The portfolio acquired has a gross yield of 6.8%, including transfer costs. The properties already generate interesting revenue streams, but as part of the IGD portfolio they provide a further advantage: they allow us to strengthen our Italian leadership in the management of shopping centers with a dominant position in the respective catchment areas of midsize Italian cities with significant spending power. This acquisition also allowed use to regain full ownership of the two shopping centers where we already owned the hypermarkets. The operating synergies with Coop, present in all four of the shopping centers, were also enhanced as a result of the acquisition. Overall, therefore, the value of the transaction was considerable in absolute terms, including growth opportunities, as well as relative terms, as these new freehold properties that are now part of our portfolio will provide us with greater flexibility and efficiency in asset management. During a period like the present one, in which extensions and restyling can change the profitability of a portfolio, having greater room for maneuvering is essential.

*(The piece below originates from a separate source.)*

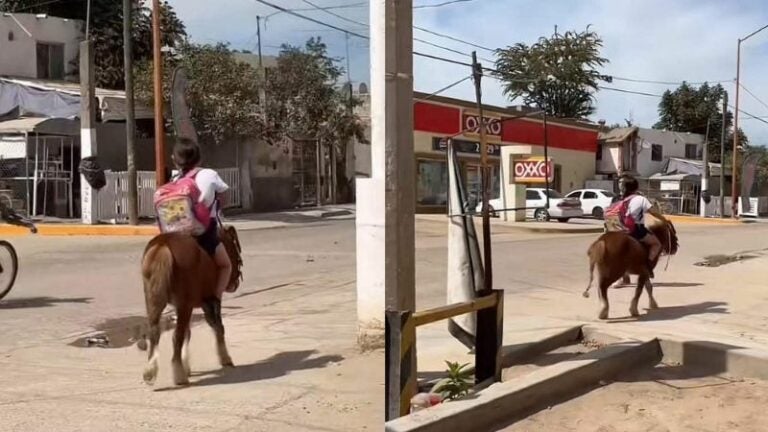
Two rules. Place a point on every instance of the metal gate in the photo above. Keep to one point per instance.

Why was it essential that these 150 million be gathered through a capital increase?

Overall this acquisition would have absorbed about €200 million, including transaction costs. In our Business Plan we committed to maintaining a Loan-to-Value of between 45 and 50%, which is also key to maintaining the investment grade rating granted in May 2016 by Moody’s. Gathering investment capital of €150 million, therefore, was the only way to finance the growth without compromising financial solidity and without increasing the financial costs recognized in the income statement. A successful capital increase was not a given as it was launched at the end of March, at a time which was not particularly favorable for the equity markets and post-election uncertainties were weighing on Italy. That said, the strong fundamentals of IGD – which in the meantime had presented convincing results for FY 2017 with a 21% increase in FFO, better than the guidance – and the possibility of creating additional value, given the characteristics of the portfolio we wanted to buy, made a decisive contribution to allowing us to gather new capital resources. The first one to come forward in support of the increase was our largest shareholder, Coop Alleanza 3.0, who immediately undertook to subscribe its portion of the capital increase or about 41% of the total issue.

How did you present the transaction to the financial community?

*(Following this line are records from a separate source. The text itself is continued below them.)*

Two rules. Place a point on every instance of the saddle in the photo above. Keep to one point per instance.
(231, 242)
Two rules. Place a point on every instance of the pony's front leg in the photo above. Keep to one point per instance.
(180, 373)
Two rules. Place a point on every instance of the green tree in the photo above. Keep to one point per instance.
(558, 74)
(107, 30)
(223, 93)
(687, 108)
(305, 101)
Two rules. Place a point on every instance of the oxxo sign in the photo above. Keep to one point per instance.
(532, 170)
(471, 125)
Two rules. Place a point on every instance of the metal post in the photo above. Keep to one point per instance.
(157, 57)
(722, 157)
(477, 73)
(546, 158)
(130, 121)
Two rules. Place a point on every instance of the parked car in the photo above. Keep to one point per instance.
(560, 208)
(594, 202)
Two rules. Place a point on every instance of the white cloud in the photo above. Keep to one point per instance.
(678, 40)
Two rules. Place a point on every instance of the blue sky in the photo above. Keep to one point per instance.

We had a number of meetings, went on roadshows and held conferences, which allowed us to describe in detail the opportunities tied to this transaction in Milan, London and Paris. Investors demonstrated to appreciate the business logic of the transaction and the related improvement of the Company’s financial profile in terms of LTV, as well as the positive impact that a bigger float would have on the stock’s liquidity. We also verified that the market is aware of the fact that IGD, including because it is a SIIQ, continues to have a very high payout: if on the one hand this allows for attractive returns through the distribution of earnings, on the other, it makes the use of capital increases to finance external growth imperative.

The company is growing constantly, but the story is also interesting becasue of the dividend, therefore …

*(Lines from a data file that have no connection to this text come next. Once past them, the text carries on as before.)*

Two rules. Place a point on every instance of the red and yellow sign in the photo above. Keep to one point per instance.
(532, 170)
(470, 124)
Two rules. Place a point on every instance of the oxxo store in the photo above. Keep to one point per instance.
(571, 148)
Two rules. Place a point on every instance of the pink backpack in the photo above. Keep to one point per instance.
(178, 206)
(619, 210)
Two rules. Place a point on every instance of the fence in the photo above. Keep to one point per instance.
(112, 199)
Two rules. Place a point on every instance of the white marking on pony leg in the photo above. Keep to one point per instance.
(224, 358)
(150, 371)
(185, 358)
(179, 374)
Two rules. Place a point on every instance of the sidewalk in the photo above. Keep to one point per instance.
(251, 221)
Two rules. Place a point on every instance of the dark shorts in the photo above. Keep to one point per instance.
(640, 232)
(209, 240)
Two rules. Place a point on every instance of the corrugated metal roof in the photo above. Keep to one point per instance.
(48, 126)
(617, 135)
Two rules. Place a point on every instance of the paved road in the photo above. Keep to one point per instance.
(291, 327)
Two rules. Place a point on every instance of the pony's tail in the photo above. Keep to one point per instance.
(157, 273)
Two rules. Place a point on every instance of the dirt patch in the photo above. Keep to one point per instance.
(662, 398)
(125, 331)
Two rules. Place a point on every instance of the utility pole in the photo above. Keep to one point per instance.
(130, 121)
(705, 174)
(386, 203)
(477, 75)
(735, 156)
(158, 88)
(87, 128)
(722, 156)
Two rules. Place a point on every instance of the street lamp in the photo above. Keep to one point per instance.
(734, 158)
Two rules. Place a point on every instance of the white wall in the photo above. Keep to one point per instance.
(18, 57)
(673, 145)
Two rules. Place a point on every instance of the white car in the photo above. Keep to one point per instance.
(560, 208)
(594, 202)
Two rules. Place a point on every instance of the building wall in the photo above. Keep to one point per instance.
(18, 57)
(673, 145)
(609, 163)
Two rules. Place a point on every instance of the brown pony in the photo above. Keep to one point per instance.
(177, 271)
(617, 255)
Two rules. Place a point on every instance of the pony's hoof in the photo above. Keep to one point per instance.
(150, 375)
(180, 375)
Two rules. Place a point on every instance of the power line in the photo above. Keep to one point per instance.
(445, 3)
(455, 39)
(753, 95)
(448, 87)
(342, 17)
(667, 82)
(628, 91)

Our focus on providing shareholders with interesting returns was confirmed once again by the Board of Directors’ decision to pay the 2017 dividend also on the newly issued shares. If the proposed dividend of €0.50 is approved during the Annual General Meeting, based on the price on 4 May 2018, the dividend yield will reach 6.4%: a very attractive level. .

The offer was entirely subscribed, without the intervention of the guarantor banks: what helped IGD?

I believe, above and beyond the specific characteristics of the acquisition, we were helped by the solid reputation we have built over time. We have always presented results which were in line with the Business Plan, meaning that our credibility is based on a real track record; over the last 4 years the dividend paid has increased significantly. We have also always provided very clear and detailed plans of action relative to our operations: investors, therefore, trust that we will also do a good job enhancing these new assets.

Thanks so much for the interview and buon lavoro.